Per quattro mesi la parola d’ordine è stata «arrangiarsi». Per tutti, commercio e aziende in testa. L’Emilia che produce l’uno e mezzo per cento del Pil, il polo biomedicale eccellenza di queste zone, il settore tessile, le imprese meccaniche. Tutti a lavorare come si poteva, sotto tensostrutture o in capannoni in prestito, stringendosi nelle fabbriche dei colleghi o emigrando qualche chilometro più in là  per rimettere in piedi la fabbrica. Adesso si fa spazio la rabbia, c’è un problema nuovo ogni giorno e cresce la sensazione di essere indietro su tutto. Troppo indietro.

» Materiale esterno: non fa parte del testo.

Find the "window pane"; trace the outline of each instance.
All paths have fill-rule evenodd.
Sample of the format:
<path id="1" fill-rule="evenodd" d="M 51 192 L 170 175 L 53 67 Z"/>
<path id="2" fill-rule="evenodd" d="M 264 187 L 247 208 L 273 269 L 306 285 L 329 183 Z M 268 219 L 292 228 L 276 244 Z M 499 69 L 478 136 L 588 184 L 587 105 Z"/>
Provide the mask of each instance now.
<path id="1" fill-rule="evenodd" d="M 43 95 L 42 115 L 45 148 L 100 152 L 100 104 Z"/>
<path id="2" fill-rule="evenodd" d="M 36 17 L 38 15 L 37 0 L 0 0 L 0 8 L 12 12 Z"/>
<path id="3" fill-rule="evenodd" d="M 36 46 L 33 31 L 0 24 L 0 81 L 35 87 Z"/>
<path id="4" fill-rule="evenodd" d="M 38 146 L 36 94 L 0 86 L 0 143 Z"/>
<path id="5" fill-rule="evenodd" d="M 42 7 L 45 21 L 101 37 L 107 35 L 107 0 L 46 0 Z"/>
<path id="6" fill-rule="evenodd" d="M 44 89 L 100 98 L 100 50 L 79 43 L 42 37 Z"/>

I negozi, per esempio. Non sono ancora pronti (se non in forma improvvisata) i centri commerciali temporanei da mettere in piedi con i container. Né si è visto un euro nemmeno in questo caso. Le promesse parlano di 15 mila euro di risarcimento per chi dovrà  comprare un container e pagare gli oneri di urbanizzazione ma per ora i più se la cavano aprendo bottega in un garage, con una bancarella, magari in una cantina oppure online. «Stiamo lavorando con i soldi delle donazioni private» confessa Cristina Ferraguti, assessore alle Attività  produttive di Cavezzo. «E per non farci mancare niente abbiamo anche una questione legale che blocca lo sgombero delle macerie dalla piazza centrale». C’è anche questo, nel dopo terremoto: le lungaggini giudiziarie dove ci sono contenziosi aperti o nei luoghi sequestrati perché teatro di feriti e vittime. E poi, ultimo dei problemi in ordine di tempo, si è scoperto che buona parte dei tetti delle aziende danneggiate o crollate sono di Eternit. Dove, come e con quali finanziamenti smaltire quindi le fibre d’amianto cancerogene?

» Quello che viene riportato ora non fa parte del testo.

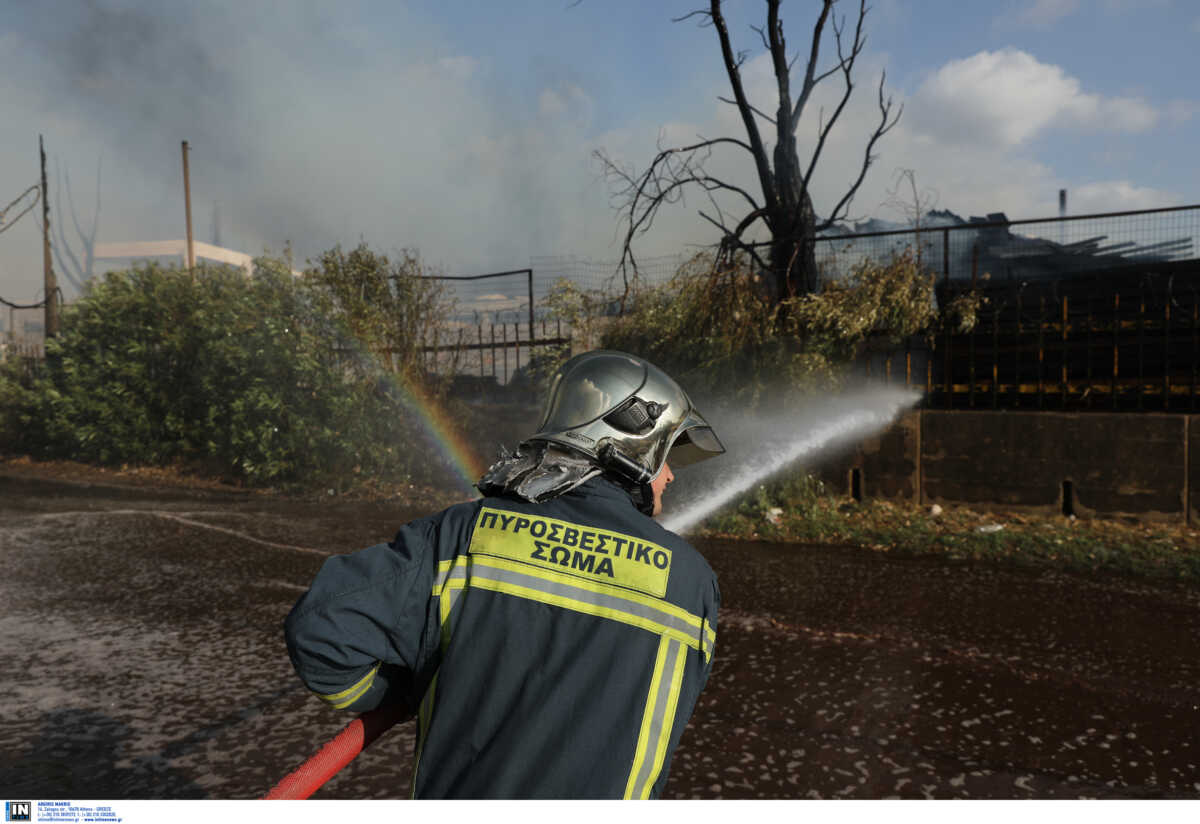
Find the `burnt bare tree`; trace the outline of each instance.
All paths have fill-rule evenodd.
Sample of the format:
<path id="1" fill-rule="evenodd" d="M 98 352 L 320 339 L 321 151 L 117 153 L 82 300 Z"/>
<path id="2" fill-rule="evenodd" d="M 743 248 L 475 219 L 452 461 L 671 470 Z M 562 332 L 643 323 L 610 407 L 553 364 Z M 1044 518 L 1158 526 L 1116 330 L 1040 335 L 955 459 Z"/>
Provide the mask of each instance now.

«Ci arrivano ogni giorno segnalazioni di persone che si sentono umiliate perché sono in difficoltà  e nessuno le considera» rivela Clarissa Martinelli di Radio Bruno, la più ascoltata dell’Emilia, diventata radio di servizio nei giorni dell’emergenza.
Quattro mesi passati a ricordare che «gli emiliani tengono botta, sempre e comunque» sarà  servito. Ma non è bastato e non basta.